Wirkungsvolle Propaganda
Den militärischen Erfolg verdankt die IS auch ihrem Ruf als besonders grausame und blutrünstige Miliz. Dadurch fielen ihr ganze Dörfer kampflos in die Hände. Über das Internet und die sozialen Netzwerke verbreitet die Gruppe gezielt makabere Fotos, etwa von enthaupteten Feinden. Inzwischen wird ihr laut dem Soufan-Sicherheitsexperten Patrick Skinner eine «schier unmenschliche Mordlust» zugeschrieben. In Sindjar flüchteten am Wochenende zehntausende Zivilisten vor den anrückenden Islamisten. Experten halten Einschüchterung deshalb für eine der wichtigsten IS-Taktiken.
Schwache Feinde
Eine besondere Stärke der IS ist die Schwäche ihrer Feinde. Die kurdischen Peschmerga-Milizen seien im Vergleich zur irakischen Armee zwar noch relativ kampfstark, sagt der Rüstungsexperte Cordesman, «aber ihre Infanterie ist wirklich schwach». Erfahrene Kämpfer, die schon gegen den irakischen Diktator Saddam Hussein gefochten hätten, gebe es heute nicht mehr. Ausserdem schmälerten die finanziellen Probleme der Autonomieregierung von Kurdistan auch die Kampfkraft der Peschmerga.

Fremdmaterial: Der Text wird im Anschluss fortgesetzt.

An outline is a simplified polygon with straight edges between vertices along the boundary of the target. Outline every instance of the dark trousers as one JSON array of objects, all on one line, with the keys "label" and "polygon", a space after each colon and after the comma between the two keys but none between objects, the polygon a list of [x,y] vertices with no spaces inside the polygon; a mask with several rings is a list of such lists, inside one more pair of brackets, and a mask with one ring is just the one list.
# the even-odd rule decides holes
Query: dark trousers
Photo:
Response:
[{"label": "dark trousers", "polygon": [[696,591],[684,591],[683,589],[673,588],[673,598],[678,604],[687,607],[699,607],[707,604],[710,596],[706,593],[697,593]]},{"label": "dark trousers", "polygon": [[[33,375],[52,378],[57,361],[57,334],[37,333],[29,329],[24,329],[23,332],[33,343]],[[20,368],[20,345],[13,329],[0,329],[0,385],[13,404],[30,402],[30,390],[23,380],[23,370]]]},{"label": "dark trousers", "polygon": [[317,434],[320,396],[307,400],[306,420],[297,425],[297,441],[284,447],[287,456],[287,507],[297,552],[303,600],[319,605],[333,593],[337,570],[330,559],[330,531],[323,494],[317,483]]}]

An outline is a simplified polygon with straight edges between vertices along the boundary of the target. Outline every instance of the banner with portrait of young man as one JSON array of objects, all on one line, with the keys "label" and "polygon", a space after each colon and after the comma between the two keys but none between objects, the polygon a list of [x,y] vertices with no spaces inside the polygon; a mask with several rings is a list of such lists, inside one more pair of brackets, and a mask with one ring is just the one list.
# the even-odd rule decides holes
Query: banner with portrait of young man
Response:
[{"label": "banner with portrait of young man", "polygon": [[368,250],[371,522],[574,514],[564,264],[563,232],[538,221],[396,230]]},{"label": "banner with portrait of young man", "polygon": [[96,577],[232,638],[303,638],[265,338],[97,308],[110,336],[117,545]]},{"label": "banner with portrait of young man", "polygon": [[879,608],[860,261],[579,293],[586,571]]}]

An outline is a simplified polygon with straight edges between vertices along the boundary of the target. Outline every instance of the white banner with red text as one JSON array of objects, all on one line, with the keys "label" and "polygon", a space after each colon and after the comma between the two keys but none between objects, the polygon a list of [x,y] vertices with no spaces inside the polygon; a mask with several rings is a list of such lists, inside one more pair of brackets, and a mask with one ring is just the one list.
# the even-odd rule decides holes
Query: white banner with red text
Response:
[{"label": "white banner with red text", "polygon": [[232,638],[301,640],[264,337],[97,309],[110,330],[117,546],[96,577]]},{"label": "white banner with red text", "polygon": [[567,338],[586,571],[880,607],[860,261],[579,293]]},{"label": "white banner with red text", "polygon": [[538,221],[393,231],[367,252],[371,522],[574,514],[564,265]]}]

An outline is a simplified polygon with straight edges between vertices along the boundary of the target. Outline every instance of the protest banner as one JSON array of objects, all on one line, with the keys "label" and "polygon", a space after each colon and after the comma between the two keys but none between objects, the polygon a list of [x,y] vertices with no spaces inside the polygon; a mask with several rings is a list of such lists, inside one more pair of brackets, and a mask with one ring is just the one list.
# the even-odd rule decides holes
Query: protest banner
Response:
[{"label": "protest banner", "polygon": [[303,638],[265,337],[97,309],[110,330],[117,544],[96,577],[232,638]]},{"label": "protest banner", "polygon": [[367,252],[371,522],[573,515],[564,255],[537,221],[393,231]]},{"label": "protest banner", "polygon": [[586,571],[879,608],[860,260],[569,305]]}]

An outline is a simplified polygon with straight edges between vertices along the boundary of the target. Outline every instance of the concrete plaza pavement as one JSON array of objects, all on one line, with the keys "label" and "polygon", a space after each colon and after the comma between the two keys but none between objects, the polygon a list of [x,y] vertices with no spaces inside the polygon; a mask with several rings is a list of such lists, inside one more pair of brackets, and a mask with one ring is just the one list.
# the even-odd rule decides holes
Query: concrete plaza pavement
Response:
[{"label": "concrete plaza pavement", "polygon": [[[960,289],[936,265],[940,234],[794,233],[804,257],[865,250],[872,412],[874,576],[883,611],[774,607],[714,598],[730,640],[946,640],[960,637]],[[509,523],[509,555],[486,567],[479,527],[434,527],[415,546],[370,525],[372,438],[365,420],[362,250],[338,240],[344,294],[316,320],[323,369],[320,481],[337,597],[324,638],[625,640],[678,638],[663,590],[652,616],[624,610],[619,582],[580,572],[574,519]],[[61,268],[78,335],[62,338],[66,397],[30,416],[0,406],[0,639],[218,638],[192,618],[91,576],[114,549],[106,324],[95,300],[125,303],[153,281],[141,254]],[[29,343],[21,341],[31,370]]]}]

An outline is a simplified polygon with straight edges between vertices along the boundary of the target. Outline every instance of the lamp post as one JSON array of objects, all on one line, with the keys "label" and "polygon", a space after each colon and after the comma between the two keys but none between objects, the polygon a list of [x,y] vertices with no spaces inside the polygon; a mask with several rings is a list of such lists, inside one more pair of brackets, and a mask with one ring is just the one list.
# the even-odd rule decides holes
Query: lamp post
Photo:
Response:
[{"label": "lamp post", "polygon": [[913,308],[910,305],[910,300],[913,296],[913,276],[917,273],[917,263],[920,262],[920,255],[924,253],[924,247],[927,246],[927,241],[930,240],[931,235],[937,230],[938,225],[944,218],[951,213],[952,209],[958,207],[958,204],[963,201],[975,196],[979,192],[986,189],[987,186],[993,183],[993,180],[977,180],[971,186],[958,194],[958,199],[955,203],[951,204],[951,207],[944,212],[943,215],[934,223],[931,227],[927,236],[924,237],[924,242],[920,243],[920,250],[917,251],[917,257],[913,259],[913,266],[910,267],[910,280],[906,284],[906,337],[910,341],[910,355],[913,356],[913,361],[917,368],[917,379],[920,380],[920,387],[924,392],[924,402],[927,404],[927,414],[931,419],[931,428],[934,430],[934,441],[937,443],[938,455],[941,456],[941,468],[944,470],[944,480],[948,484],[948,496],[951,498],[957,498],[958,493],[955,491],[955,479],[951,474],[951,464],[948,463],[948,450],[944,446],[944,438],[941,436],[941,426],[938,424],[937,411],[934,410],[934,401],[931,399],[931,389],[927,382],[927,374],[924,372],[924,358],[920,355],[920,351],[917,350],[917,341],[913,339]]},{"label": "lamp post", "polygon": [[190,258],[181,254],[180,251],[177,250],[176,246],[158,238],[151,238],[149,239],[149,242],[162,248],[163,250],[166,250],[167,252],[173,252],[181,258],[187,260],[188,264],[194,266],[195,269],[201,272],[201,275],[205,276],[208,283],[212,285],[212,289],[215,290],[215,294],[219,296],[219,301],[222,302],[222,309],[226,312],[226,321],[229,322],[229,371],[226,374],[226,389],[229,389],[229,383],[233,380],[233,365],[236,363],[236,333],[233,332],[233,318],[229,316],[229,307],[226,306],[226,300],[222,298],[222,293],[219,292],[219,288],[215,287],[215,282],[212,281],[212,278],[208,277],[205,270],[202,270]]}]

Die irakische Armee wiederum versucht immer noch vergeblich, ihre Selbstauflösungserscheinungen nach den Anfangserfolgen der Jihadisten vergessen zu machen. Von einer schlagkräftigen Truppe kann derzeit keine Rede sein, wie die mangelnden Resultate der angekündigten Gegenoffensive verdeutlichen. «Die IS hat die frappierenden Schwächen ihrer Gegner aufgezeigt», heisst es bei Soufan. «Das zeigt sich ganz besonders im erbärmlichen Erscheinungsbild der irakischen Armee.»